In May, federal magistrate judge Carmen Garza ordered the state to submit the investigation within 60 days.
Though incomplete, attorney Sovereign Hager of the New Mexico Center on Law and Poverty, which represents plaintiffs in the ongoing lawsuit, told lawmakers HSD’s internal report shows that the directive to falsify applications came from supervisors within the department, some of whom have been recently promoted.
But Hager added there’s “no indication” HSD Secretary Brent Earnest was aware of the alleged fraudulent practice.
That’s a point that Collins emphasized during the Friday meeting.
“The secretary did not know about this until we learned it in court,” Collins said, referring to the first testimonies of the alleged practice from HSD employees in April. “The investigation shows this has gone back 23 years. We want to be clear there has never been a directive from the secretary.”
Several lawmakers, however, criticized leadership at HSD for the scandal.
State Rep. Miguel Garcia, D-Albuquerque, asked Collins how many HSD administrators were being investigated for fraudulently adding fake assets to SNAP applications.
Collins responded that he didn’t know, but added that the investigation was looking at all offices within the department.
During court hearings in April and May, HSD employees accused at least ten supervisors of the practice of adding false assets. Three supervisors who were called as witnesses pleaded their Fifth Amendment rights and refused to answer questions to avoid potentially incriminating themselves in criminal wrongdoing.
“It’s important that these people be criminally prosecuted,” Garcia said, referring to supervisors culpable in the practice.
A spokesman for HSD did not immediately return a voicemail left Friday afternoon by NM Political Report seeking comment for this story.

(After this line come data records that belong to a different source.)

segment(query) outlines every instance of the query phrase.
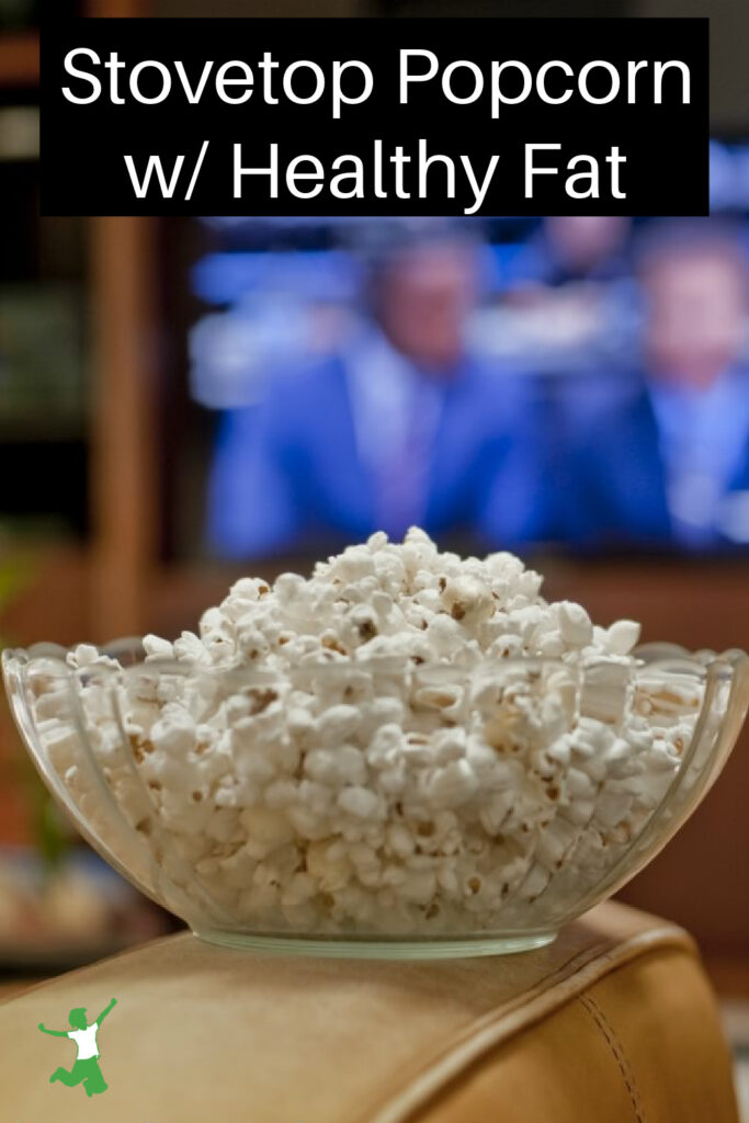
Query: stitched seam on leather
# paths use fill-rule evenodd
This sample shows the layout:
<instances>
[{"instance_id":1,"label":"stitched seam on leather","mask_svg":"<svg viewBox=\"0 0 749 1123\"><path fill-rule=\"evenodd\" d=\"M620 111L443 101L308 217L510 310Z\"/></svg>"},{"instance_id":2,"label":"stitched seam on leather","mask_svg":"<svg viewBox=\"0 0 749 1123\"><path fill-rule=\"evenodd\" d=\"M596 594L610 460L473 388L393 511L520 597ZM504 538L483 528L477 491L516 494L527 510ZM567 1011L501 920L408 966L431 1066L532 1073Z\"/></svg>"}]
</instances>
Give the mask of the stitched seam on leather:
<instances>
[{"instance_id":1,"label":"stitched seam on leather","mask_svg":"<svg viewBox=\"0 0 749 1123\"><path fill-rule=\"evenodd\" d=\"M616 1061L619 1071L621 1072L622 1076L622 1080L624 1081L624 1087L627 1088L627 1092L629 1094L630 1103L632 1104L632 1110L634 1112L634 1119L637 1123L647 1123L645 1117L645 1112L642 1110L642 1104L640 1102L640 1094L637 1090L634 1076L629 1066L629 1061L627 1060L624 1048L619 1038L616 1037L616 1033L612 1029L609 1019L603 1013L595 998L592 998L590 994L581 995L578 1001L581 1005L585 1007L587 1013L595 1022L596 1026L601 1032L601 1035L603 1037L609 1049L611 1050L614 1060Z\"/></svg>"},{"instance_id":2,"label":"stitched seam on leather","mask_svg":"<svg viewBox=\"0 0 749 1123\"><path fill-rule=\"evenodd\" d=\"M412 1065L415 1071L412 1070L410 1075L404 1075L401 1088L391 1093L384 1101L381 1097L373 1098L364 1111L359 1106L359 1110L350 1117L351 1123L355 1121L356 1123L364 1123L364 1121L366 1123L401 1123L401 1121L413 1116L417 1111L423 1108L433 1098L440 1088L459 1078L471 1065L481 1060L492 1049L501 1047L509 1038L550 1016L567 1002L575 1001L581 990L593 986L610 971L618 970L642 955L660 951L665 947L678 947L693 956L696 953L694 941L687 933L670 924L640 932L623 943L615 944L610 940L600 941L593 948L578 951L561 967L556 967L554 971L539 980L527 994L519 995L499 1010L471 1022L437 1053L413 1058ZM544 1006L542 999L548 994L550 986L560 976L565 977L565 973L573 965L575 965L574 973L566 977L572 982L577 976L576 986L573 985L570 993L560 1001ZM595 975L592 977L588 976L591 969L595 969ZM530 1004L529 998L531 999ZM536 1008L530 1012L529 1005ZM508 1021L512 1020L514 1012L523 1007L522 1023L509 1029Z\"/></svg>"}]
</instances>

Earnest did not attend the hearing.
State Sen. Gay Kernan, R-Hobbs, alluded to the allegations that HSD employees were adding fake assets on late applications to stop the state from being sanctioned from the federal government for having large backlogs. Federal law requires emergency food applications to be processed within seven days, and according to employee testimony the fake assets were added to applications not processed within this timeframe.
“We need to make sure our employees are well-trained, and when the seven days pass, that they can go to their supervisor and not be punished and do what they have to do,” Kernan said.
Kernan added that she appreciated Earnest calling for the investigation after the allegations surfaced. She compared his role to a superintendent of a large public school district.
“They should know what goes on in the classrooms every single day, but they’re not going to,” Kernan said.
Candelaria said it is too early to lay the blame on anybody yet for a scandal that “may be a systematic problem.” But he did question how the issue could have been going on for decades.
“How does a problem like this exist for so long and ostensibly across administrations without secretaries, governors, supervisors, whomever catching wind of it?” Candelaria said. “That’s what confuses me the most, is how does something like this, that now seems so blatant, how does it exist for so long under the radar?”
Two lawmakers—state Sen. Jerry Ortiz y Pino and state Rep. Christine Trujillo, both Democrats of Albuquerque—have called for Earnest’s resignation. Ortiz y Pino cited the SNAP fraud scandal, while Trujillo referenced the department’s separate behavioral health shakeup scandal.